Uno de los bares afectados en la Plaza de San Agustí BARCELONA
También aquí aparece la misma palabra: incertidumbre. Y junto a ella, una crítica suave pero constante a la falta de coordinación previa con los comercios del entorno.
Más radical es la decisión de algunos establecimientos de restauración ubicados más cerca de la parroquia. Un camarero lo tiene claro: cerrarán directamente. No por obligación formal, sino por sentido práctico. Prevén una afluencia masiva de gente, dificultades de acceso y una operativa imposible dentro del local. “No tiene sentido abrir”, concluyen, en una decisión tomada desde dentro del propio negocio.
Una expectativa distinta
Un kiosco de la plaza sigue la misma línea: cierre preventivo. No hay comunicación oficial que lo exija, pero la previsión del entorno basta para tomar la decisión.
En paralelo, en el barrio también aparecen voces que mezclan esa incertidumbre con una expectativa distinta. Algunos vecinos reconocen que el dispositivo genera incomodidad, pero también cierta curiosidad e incluso ilusión por la dimensión histórica del evento. La visita del Papa a la ciudad, en el marco de su primer gran viaje a España, proyecta el barrio hacia un escenario inusual, con todas sus tensiones y su carga simbólica.
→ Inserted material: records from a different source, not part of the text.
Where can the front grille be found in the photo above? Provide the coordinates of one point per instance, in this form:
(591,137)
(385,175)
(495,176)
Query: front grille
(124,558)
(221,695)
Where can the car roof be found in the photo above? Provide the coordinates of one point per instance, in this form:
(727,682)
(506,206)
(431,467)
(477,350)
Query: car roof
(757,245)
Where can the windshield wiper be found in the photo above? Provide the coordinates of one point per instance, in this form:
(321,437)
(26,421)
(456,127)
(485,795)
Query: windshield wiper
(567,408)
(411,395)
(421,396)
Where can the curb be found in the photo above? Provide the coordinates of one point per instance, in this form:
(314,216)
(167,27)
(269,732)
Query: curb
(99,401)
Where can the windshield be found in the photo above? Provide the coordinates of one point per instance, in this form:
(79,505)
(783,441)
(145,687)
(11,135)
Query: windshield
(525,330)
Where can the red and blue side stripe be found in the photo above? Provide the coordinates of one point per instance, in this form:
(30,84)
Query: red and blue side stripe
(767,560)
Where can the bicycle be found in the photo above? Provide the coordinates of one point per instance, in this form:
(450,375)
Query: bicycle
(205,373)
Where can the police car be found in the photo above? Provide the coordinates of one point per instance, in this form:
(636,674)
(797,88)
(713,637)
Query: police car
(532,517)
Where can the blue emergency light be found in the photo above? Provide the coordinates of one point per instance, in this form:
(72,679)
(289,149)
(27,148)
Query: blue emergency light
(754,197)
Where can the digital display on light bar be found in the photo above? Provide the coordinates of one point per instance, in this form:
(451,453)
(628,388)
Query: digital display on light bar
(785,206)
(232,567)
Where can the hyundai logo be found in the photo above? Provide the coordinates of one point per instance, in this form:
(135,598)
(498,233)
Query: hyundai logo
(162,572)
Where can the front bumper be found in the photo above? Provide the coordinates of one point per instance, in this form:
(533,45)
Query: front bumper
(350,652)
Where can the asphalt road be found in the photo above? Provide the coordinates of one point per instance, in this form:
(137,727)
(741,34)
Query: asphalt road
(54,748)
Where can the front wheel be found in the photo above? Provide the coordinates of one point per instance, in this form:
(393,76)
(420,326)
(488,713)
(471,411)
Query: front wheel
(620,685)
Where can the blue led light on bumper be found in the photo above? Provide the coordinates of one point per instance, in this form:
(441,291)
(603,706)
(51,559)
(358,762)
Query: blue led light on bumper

Plaza de San Agustí BARCELONA
El contexto ayuda a entender la magnitud del operativo previsto. El Pontífice pasará 36 horas en la ciudad, con una agenda que combina actos en la Basílica de la Sagrada Família y encuentros sociales en el Raval, donde se reunirá con más de 90 entidades vinculadas a la pobreza, las adicciones o la inmigración. El dispositivo de seguridad será especialmente reforzado, con participación de los Mossos d’Esquadra y el Ministerio del Interior.
Pero en la plaza de Sant Agustí, lejos de los titulares y de la planificación oficial, el relato es otro: el de un barrio que intenta anticiparse sin información suficiente. Un miércoles cualquiera en el Raval que ya no es del todo cualquiera, pero que tampoco ha cambiado todavía.